Jarred: That’s really mean, you guys. She was just an innocent kid.
Dominick: Come on, Jarred. Do you really want to MiST anymore of this story?
Jarred: Well no, but I don’t want to celebrate the poor girl’s passing.
M: (From the control room.) You might want to hold off on the victory celebrations for a minute. There’s an epilogue.
Tempest: Awww, dammit!

>The end.
>”Odet Rodgers died October 25th. At the very young age of 16.

Deangelo: I don’t think the question is when she died, I think the question is; did she ever really live?

>She was the love of my life and I will never forget her.
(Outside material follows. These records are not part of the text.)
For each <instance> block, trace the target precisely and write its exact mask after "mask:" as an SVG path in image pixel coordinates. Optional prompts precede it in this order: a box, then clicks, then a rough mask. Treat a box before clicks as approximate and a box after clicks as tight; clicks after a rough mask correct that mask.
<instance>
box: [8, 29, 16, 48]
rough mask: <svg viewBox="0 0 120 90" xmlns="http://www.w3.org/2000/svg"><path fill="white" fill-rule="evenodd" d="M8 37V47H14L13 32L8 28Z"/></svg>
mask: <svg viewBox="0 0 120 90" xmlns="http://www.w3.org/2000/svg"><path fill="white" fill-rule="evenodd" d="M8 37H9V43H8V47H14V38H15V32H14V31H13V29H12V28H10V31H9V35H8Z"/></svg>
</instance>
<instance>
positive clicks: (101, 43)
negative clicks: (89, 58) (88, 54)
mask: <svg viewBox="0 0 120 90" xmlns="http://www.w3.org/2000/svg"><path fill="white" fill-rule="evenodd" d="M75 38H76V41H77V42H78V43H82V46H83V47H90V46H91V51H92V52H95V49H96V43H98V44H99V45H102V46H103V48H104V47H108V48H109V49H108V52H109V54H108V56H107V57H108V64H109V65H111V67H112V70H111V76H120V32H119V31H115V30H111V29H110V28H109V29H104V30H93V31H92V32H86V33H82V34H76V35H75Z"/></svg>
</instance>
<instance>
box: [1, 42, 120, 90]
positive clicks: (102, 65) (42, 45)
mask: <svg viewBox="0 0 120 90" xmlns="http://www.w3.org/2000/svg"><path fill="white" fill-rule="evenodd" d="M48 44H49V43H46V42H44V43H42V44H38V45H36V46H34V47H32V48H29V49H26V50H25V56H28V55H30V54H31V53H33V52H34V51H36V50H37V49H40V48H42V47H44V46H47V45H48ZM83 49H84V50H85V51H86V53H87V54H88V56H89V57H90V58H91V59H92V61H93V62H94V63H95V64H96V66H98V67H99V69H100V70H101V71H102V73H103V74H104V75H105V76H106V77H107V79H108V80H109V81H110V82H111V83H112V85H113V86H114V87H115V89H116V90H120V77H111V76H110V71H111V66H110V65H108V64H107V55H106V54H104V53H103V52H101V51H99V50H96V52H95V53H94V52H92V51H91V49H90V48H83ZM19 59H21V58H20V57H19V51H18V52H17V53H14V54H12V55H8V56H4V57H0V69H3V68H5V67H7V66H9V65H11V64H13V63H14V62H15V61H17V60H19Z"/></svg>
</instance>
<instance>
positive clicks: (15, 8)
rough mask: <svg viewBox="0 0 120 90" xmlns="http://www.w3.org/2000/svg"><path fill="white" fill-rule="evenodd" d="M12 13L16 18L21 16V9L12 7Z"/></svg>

I love her with my whole heart” >Levi said at my funeral.

Dominick: (Levi.) And I also loved her with the funny feeling I got in my pants whenever she was around.
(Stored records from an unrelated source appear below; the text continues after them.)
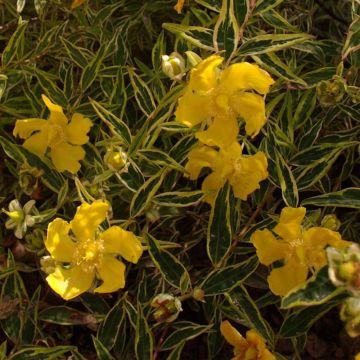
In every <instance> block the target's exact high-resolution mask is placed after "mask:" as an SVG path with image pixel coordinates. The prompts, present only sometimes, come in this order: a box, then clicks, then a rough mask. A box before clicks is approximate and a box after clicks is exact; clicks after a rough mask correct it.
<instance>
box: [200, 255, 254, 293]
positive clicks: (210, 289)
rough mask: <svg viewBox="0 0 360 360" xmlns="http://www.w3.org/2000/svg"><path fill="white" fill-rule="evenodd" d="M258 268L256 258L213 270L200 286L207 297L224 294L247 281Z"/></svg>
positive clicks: (252, 257)
mask: <svg viewBox="0 0 360 360" xmlns="http://www.w3.org/2000/svg"><path fill="white" fill-rule="evenodd" d="M257 267H258V259H257V257H256V256H253V257H251V258H250V259H248V260H246V261H243V262H241V263H239V264H235V265H230V266H226V267H224V268H222V269H220V270H219V269H215V270H213V271H212V272H211V273H210V274H209V275H208V276H207V278H206V279H205V280H204V281H203V283H202V284H201V285H200V286H199V287H200V289H201V290H203V291H204V293H205V296H210V295H211V296H213V295H219V294H223V293H225V292H227V291H229V290H230V289H231V288H233V287H234V286H236V285H239V284H240V283H242V282H243V281H244V280H246V279H247V277H248V276H250V275H251V274H252V273H253V272H254V271H255V270H256V268H257Z"/></svg>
MiSTers: We didn’t like it!

>It was my first one, so if it wasn’t good, sorry. (:

Gwen: That’s no excuse!

>Should I make another story?

MiSTers: No!

>I bet it will be way better than this one, lol. 🙂

Kalinda: I find that highly unlikely.
Jarred: Maybe she’s improved since she wrote this one.
M: (From the control room.) I can look up her other stories and check for you guys. If, you know, you want to MiST again.
MiSTers: No thanks, M!

>I’m going to satr another story called “Losing it” You shou check it out,! If I started itt. But if I didn’t come back and read itt. It’s gonna be stellar.!
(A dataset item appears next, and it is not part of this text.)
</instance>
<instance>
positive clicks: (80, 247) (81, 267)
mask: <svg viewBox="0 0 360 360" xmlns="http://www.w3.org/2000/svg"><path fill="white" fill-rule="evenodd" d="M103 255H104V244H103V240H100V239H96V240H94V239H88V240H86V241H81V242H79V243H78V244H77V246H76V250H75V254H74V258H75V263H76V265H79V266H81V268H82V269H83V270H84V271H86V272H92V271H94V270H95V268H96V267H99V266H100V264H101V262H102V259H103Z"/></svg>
Deangelo: I highly doubt that for some reason.
Tempest: Is it finally done now, M?
M: (From the control room.) The story is over. You are all free to emerge back into the real world. And by “real world” I mean, the Spotted Satellite.


(The MiSTers and M are all seated around the conference room table eating Chinese food.)

Deangelo: So, Dominick, did you ever give any more thought to getting your GED?
Dominick: Yeah, I did. I think if I get some tutoring, I can take the test and ace it. I remember a lot of stuff from high school anyway.
M: Really? Because I don’t. I don’t remember anything about physics or algebra 2 or trig or biology.
Dominick: Wait, those are high school classes?
M: Um, yeah.
Dominick: (;_;) Well, crap.
Gwen: Don’t worry, Dominick. I’m sure that each of the MiSTers can tutor you in something. For example, I’m excellent at high level math.
Deangelo: I know all about physics and the sciences.
M: I can tutor you in English.
Jarred: I’m pretty good with geography.
Kalinda: What’s the capital of Kenya?
Jarred: Nairobi.
Kalinda: (Nodding.) Not bad.
Melanie: And I know all about the legal system, so I can teach you about the courts and government.
Kalinda: I’m good at history.
Tempest: And I can teach you family life.
M: Uh, I don’t think that’s on the test, Tempest.
Tempest: Doesn’t matter. I’ll teach it to him anyway. (Winks at Dominick.)
Melanie: (Rolling her eyes.) Dominick, would you like to learn about sex from Tempest and forever have to sleep on the couch?
Dominick: Uh, no?
Melanie: Very good.
M: Hey, we should get started after we finish eating.
Dominick: Great, I’ll have my GED in no time at all! By the way, what does GED stand for anyway?